左手のステージに立つ動物たちの姿に手を叩き、それまでの不機嫌など忘れてはしゃぐオトに、胸中で安堵の吐息をつきながら紡は指人形たちを動かし始めた。
絵本の内容を思い出しながらのそれは、有名な童謡ベースにした即興の人形劇だった。迷子の猫の女の子の親を探す犬の警官、それに心優しいクマが加わって、妹を探すウサギのお姉さんのところへ送り届ける。そんなお話だ。
失語症で言葉は話せなくとも、息遣いや喉を鳴らすような声音で喜色満面の雰囲気は伝わる。
(よかった。

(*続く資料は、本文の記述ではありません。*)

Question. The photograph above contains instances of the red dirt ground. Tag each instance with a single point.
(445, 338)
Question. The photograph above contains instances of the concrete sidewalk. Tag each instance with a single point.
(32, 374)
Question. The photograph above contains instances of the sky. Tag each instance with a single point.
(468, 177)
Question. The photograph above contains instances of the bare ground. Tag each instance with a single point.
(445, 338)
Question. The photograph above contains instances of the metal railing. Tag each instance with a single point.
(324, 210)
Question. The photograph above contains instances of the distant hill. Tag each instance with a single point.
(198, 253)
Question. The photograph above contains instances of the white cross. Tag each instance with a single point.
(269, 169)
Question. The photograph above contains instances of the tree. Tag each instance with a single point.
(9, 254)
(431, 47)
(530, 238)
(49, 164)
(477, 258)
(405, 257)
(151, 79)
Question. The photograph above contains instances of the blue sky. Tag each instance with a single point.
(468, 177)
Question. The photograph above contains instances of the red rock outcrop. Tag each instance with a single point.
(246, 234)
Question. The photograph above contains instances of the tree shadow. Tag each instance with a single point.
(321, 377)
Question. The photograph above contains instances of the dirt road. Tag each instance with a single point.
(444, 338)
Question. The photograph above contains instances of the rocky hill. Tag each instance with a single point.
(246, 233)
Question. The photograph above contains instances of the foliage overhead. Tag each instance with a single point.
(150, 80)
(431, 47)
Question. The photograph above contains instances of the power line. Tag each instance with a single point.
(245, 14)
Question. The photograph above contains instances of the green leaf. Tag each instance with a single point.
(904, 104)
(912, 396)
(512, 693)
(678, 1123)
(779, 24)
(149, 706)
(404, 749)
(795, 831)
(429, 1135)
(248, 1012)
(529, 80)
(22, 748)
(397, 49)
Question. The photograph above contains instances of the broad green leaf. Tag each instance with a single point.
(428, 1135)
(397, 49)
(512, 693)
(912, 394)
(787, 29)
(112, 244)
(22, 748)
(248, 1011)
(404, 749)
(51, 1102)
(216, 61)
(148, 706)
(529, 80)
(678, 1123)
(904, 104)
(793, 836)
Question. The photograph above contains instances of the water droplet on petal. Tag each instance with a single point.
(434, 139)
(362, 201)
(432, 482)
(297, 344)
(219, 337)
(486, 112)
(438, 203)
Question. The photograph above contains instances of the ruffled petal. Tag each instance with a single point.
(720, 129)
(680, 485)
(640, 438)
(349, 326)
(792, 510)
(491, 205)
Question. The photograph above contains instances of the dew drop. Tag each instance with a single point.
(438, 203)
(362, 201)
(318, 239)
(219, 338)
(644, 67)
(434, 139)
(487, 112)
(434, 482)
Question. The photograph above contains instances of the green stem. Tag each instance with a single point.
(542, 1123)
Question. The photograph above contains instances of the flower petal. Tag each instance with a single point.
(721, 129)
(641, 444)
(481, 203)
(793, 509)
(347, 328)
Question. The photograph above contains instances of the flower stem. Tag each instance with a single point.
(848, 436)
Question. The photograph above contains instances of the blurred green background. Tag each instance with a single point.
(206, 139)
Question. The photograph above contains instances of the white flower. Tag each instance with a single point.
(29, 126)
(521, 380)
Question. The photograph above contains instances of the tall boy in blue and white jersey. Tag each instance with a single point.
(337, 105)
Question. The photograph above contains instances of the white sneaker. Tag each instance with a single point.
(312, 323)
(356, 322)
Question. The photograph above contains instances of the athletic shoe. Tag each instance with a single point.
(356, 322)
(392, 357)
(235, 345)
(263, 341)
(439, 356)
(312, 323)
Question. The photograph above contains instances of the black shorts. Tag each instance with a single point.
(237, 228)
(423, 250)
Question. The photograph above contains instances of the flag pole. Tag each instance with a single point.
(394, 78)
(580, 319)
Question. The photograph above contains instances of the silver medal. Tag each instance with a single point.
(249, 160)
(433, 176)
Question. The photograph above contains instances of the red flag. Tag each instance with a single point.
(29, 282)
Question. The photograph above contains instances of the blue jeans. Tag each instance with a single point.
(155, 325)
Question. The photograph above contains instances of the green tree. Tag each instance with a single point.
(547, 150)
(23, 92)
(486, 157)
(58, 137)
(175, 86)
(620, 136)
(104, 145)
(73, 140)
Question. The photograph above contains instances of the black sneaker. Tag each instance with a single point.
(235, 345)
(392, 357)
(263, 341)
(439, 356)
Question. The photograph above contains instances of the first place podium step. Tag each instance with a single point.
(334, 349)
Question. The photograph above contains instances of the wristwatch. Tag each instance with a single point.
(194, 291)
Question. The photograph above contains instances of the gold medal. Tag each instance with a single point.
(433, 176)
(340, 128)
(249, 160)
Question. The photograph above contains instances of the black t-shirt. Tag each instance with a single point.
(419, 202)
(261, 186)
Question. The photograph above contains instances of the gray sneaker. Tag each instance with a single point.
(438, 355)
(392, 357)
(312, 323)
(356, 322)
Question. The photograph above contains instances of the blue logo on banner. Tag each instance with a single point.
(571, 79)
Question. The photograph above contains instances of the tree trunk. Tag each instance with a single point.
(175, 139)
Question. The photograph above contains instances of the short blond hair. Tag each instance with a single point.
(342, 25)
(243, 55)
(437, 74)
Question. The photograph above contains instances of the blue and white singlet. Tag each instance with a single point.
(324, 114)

こういうの、泣いたカラスがもう笑った、とかいうのかしらね)
思わず口元をほころばせ、進む人形劇が終わりかけた頃のことだった。
「出来たぞ。待たせたな」
劇の終わりを見計らっていたかのようにオービットが戻ってきたのだ。
不安げに顔を曇らせたオトの前に、蓋付きの大皿が置かれる。その蓋に手をかけ、ためらいがちに紡をうかがうオービットの脇腹へ、紡はオトからは見えない角度で軽く右拳を打ち込んだ。
(そういう不安な雰囲気ださないの。美味しいぞ~って顔してください)
心中で毒づきながら、紡はオトの後ろから小さな肩を抱きすくめた。
「さぁ、きっと美味しいよ。何が出てくるかな~」
指人形たちが見せる「早く開けなさい」のジェスチャーにオービットも覚悟を決めたのか、にこやかに笑いかけながら蓋を開けてゆく。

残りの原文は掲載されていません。